If you think engineers are good at running things you should have met my old boss at Intel. Or check into IEEE politics. :stuck_out_tongue:

Then I’ll bow out, as to me it seems like selective bias. We want science and logic unless we want emotion, then it’s ok…or something. To me, that’s just a circle jerk of folks who want it both ways, as long as both ways are THEIR way, because obviously their way is the right way, etc etc. Sorry for the strawman hijack.

[QUOTE=Voyager]
If you think engineers are good at running things you should have met my old boss at Intel. Or check into IEEE politics.
[/QUOTE]

Yeah, it was a joke. Engineers suck at running things as well, for different reasons…and I can say that as an engineer. :wink: Anyway, ado…have fun with the discussion.

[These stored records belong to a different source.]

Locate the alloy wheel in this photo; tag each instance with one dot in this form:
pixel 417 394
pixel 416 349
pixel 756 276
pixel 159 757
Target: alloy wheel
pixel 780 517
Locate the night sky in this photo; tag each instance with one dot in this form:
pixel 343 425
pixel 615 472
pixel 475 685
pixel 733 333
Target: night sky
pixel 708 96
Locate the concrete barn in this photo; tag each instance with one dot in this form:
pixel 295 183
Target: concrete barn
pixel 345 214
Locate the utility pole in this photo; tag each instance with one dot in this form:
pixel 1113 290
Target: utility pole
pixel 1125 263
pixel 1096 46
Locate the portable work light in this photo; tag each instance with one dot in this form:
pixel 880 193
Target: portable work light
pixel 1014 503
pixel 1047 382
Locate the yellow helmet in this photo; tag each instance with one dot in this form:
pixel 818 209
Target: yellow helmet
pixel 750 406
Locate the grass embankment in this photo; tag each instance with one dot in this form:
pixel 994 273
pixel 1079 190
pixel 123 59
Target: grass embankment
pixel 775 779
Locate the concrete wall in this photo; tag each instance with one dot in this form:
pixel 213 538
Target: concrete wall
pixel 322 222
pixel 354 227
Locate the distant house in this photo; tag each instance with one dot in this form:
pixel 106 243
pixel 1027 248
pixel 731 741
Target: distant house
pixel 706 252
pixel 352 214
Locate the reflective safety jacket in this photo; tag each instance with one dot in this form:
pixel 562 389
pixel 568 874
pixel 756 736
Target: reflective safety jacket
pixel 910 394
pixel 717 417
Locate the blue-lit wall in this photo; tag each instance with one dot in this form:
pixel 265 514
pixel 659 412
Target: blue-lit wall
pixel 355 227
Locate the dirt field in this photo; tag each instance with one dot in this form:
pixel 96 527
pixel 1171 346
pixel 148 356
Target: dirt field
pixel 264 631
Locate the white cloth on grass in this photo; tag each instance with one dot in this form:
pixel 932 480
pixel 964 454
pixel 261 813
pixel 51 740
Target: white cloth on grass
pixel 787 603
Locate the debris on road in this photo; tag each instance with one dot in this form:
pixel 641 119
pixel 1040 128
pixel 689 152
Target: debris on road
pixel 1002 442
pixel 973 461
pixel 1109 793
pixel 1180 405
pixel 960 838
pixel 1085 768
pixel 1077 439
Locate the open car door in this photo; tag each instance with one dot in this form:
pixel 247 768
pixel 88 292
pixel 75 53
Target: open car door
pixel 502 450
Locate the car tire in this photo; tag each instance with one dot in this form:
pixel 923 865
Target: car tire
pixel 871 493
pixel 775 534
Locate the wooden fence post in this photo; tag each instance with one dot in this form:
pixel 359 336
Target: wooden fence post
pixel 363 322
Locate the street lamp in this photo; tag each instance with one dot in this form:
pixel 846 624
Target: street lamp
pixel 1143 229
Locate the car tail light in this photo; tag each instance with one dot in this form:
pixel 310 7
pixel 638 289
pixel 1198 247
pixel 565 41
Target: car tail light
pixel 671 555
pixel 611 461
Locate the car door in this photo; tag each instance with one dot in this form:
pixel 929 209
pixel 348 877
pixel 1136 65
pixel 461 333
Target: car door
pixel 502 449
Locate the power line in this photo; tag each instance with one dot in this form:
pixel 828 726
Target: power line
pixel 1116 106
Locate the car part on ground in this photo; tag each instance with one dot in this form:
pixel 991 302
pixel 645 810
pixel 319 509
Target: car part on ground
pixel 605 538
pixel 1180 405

Couldn’t you do scientific tests between moral principles, to see which ones perform better?

Okay, sure; I see the problem. “Better” in what regard? But, at a very ground-level approach, how about survival? Isn’t it valid, at very least, to say that if an ethical principle inevitably leads to the extinction of the society that embraces it, it is a flawed principle?

I think you might be able to bootstrap some higher-level conclusions by building on this foundation.

OK, lets talk about that using reason and rationality. What’s a better thing than well being?

Sure and you could start out the the belief that vomiting all the time is healthy. You would be just as mistaken.

People don’t want well being, not even for themselves?

No? People like to decrease their well being?

You don’t think it’s reasonable for people to work towards universal beliefs? What was your alternative strategy again?

Why assume when you can talk to people and find out what they want. Generally you will find they think increasing well being is good and decreasing it is bad.

That’s my point. I’m not justifying them. I’m saying that they started with assumptions and then built up their society around them.